Malaysia’s trade balance during the month of June posted an unexpected surplus on an annual basis, contrasting to what markets had earlier anticipated, following higher shipments of manufactured goods, which included electronics and electrical, timber and refined-petroleum products.
Malaysia's exports posted surprise growth in June, rebounding 3.4 percent from a year earlier, contrasting with the 4.2 percent decline forecasted in a Reuters poll of analysts, data released by the Department of Statistics showed Friday.
June's trade surplus was 5.5 billion ringgit (USD1.36 billion), up from 3.3 billion ringgit in May. Exports to the United States rose 22 percent, the highest annual growth recorded this year, driven by higher demand for electrical and electronic products, as well as optical and scientific equipment.
Further, annual exports of manufactured goods grew 6.7 percent, despite lower shipments of palm oil and liquefied natural gas, data released by the Ministry of International Trade and Industry showed Friday. Malaysia's imports in June grew 8.3 percent from a year earlier, up from the previous month's 3.1 percent rise.

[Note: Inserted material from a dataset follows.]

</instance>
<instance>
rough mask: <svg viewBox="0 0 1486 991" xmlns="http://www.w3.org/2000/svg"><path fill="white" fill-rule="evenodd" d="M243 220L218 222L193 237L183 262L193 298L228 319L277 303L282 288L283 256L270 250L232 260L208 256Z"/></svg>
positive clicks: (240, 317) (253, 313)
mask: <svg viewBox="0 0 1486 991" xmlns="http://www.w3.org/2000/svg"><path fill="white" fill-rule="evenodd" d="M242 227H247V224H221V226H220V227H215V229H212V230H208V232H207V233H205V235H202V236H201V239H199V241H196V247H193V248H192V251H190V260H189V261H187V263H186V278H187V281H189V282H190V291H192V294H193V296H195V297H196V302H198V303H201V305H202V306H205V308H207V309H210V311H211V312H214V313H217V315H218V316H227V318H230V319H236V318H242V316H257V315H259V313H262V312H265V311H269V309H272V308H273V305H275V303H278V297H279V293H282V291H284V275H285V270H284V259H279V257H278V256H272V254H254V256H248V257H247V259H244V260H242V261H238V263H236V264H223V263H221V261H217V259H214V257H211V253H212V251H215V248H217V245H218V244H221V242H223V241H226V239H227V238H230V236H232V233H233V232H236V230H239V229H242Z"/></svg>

Exports to the European Union grew 4.1 percent from a year earlier, but those to China fell 20.3 percent, due to lower exports of commodities and manufactured goods. In the first half of 2016, exports grew 1.2 percent while imports rose 1.4 percent from the same period last year. Meanwhile, a trade surplus of 41.8 billion ringgit was recorded, compared with 41.7 billion ringgit during the first half of 2015.